We are now accustomed to being able to rank or recommend on websites. More importantly, we are accustomed to seeing resources ranked, related or recommended. To the extent, I suggested in a recent talk, that when we don’t see these features on a site it is as if as if we are watching black and white TV, or the colour has been bleached out of the experience.
There was a short article in The Atlantic recently which discussed this.

Today’s ratings are only the raw material for what’s to come. Rearden Commerce’s Web-based personal assistant already helps employees in corporations like ConAgra make travel plans, by quizzing them about their age, income, job, family situation, lifestyle, and preferences like favorite types of restaurants. (JPMorgan Chase will roll out a Rearden-based travel adviser to its credit-card customers later this year.) The next step, says Rearden CEO Patrick Grady, is to pull in ratings from all over the Web and mash them up with anonymous information from Rearden users. Then, if a beef-loving cat-litter salesman is traveling to Dallas, the system can recommend a top-rated steak house where other cat-litter reps have had luck taking pet-shop owners to close deals. [The Rating Game]
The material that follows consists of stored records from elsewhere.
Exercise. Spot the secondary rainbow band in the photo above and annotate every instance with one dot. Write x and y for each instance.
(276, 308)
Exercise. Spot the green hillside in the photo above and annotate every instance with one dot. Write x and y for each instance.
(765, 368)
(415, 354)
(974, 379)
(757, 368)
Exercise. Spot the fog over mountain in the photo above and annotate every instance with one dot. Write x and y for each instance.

It noted that the Pew Internet & American Life Project “found that about one-third of all American Internet users rated something online” in 2007.
In the last few weeks I have had a couple of reminders about the interest in rating/recommending over and above the usual invitations from Netflix to rate borrowed movies. I bought a bag online from Timbuk2, and a week or so after it arrived I was invited to go to the website to leave a review – good or bad. Such invitations are now routine. We bought a CD from an independent seller through Amazon. There was also an email followup. This was more interesting. It encouraged us to leave a rating of ‘5’ as anything less would be construed as negative by Amazon. If there were any issue which would prevent us leaving a rating of 5, the seller encouraged us to get in touch to discuss before doing anything to damage their reputation.
Ratings are very important to some. They will become more important to others. The examples above are of sites which invite ratings of services or products they offer, and in an environment of abundant resources and scarce attention we recognise the value of such behavior. However, it is natural to go beyond this to sites whose central function is to rate/recommend. We are familiar with ratemyprofessor.com and the article mentions glassdoor.com, a site which allows employees rate their employers. The article also discusses some of the issues with such sites, as groups protest against being evalutated in this way.
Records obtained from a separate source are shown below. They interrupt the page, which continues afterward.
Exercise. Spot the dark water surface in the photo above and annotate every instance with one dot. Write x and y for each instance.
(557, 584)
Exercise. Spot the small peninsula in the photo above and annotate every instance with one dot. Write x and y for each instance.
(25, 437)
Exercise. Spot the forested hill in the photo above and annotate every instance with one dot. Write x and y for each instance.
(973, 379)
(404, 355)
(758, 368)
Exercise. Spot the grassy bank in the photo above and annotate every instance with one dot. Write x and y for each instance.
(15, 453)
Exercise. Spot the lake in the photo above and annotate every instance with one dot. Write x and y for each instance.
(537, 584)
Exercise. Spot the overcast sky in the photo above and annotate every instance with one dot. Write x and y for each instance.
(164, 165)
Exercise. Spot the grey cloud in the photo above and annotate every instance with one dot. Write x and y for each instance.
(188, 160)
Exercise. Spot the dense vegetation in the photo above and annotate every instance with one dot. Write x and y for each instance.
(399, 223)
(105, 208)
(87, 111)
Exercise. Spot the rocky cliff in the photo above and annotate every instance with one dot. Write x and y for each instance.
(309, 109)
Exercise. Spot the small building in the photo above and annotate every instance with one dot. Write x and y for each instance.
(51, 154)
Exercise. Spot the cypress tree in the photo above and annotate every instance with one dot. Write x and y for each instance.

2 thoughts on “Ranking, rating and recommending”

  1. Rating and ranking have become ubiquitous on almost every internet site. Some ratings and rankings are more useful than others. I’m currently working on a project to help teachers find the most useful resources for teaching their students. The site is Applebatch.com and we encourage teachers to upload their resources and rate their peers resources. This helps bring the cream to the top. It is important to form a teacher community so that teachers have the support they need and the ability to cut through the noise and find the resources that will help them become better teachers.

  2. The problem for individual library sites is that they almost never have the critical mass of users for ranking/recommendations to be effective from their own user base. Supplementing rankings from external sources, such as OCLC, helps get around this problem. Ex Libris’s recently introduced bX service, which extends the recommender principal to (mostly) journal articles, provides an interesting way to amplify recommendations by mining the activities of many different SFX sites.